Obviously that is a finite space so there is a possibility that collisions will occur, but it is quite miniscule for practical purposes.

Hash functions can be very useful for storing and organizing data.

In this post, I’ll discuss one algorithm for hashing objects which are more complex than linear strings, namely graphs.

A graph is just a set of relations between objects (nodes), and thus it doesnt have an ordering. If we rearrange the characters in a string we get different strings, but if we rearrange nodes in the same graph, we still have the same object.

This invariance is something that a good graph hash function has to capture.

The Weisfeiler-Lehman isomorphism test is a powerful way to check if two graphs are isomorphic (they are structually identical).

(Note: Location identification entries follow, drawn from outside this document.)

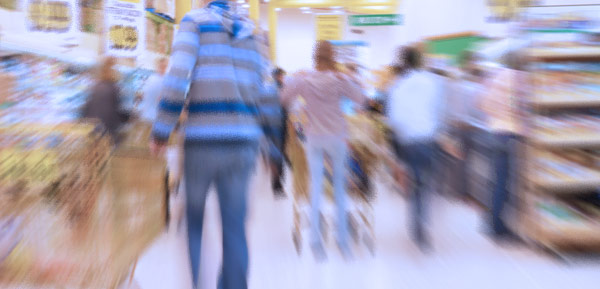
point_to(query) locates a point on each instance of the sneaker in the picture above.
(346, 252)
(319, 252)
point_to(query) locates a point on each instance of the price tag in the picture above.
(33, 166)
(49, 16)
(125, 28)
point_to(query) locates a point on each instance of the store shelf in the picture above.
(564, 185)
(583, 233)
(566, 103)
(584, 53)
(564, 140)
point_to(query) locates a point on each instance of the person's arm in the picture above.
(177, 81)
(353, 91)
(291, 91)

This algorithm turns out to be an important foundation of the theory behind the popular Graph Neural Networks used in AI.

Here, I present a hash function which is based on the WL test, which instead of returning True/False for a pair of graphs depending on their structural equivalence, it takes as input a single graph and outputs a string code which will be the same for all graphs which are isomorphic to it.

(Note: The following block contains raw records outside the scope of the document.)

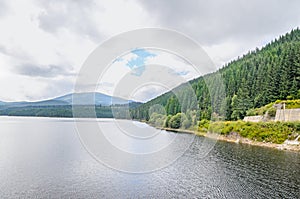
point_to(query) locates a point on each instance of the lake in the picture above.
(44, 158)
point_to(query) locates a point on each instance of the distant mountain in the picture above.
(253, 80)
(81, 99)
(61, 106)
(92, 98)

## Neighbourhood aggregation

The fundamental operation in the WL test (and hash version) is the neighbourhood aggregation.

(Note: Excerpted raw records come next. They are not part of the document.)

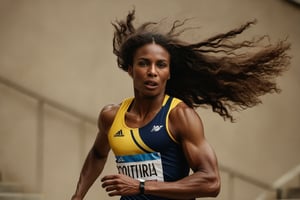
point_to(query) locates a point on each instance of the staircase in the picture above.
(15, 191)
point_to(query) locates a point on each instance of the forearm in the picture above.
(92, 168)
(196, 185)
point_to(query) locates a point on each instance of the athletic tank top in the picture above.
(149, 152)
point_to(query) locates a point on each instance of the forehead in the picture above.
(151, 51)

That is, given a node in a graph, we collect information from its neighbours.

Obviously, graphs with different structures will have different local neighbourhoods, so this operation is sensitive to graph structure.

The important part is therefore, to make the operation invariant to permutations of the neighbors.

So, let’s say we have a graph `G`

, a node `n`

, and a dictionary with labels for each node.

The node label can be either the degree of the node, or some kind of hashable node attribute (e.g. name of a person in a social network, element type in a molecule, etc.).

We can also have labels on the edges (see full implementation at the end for that).

So our starting graph will always have some kind of label in the nodes, and optionally a label on the edges.

Of course, the label has to have some graph-level meaning, and not just be some kind of unique identifier which might change across equivalent graphs.)

Here’s how we obtain a new label for `n`

.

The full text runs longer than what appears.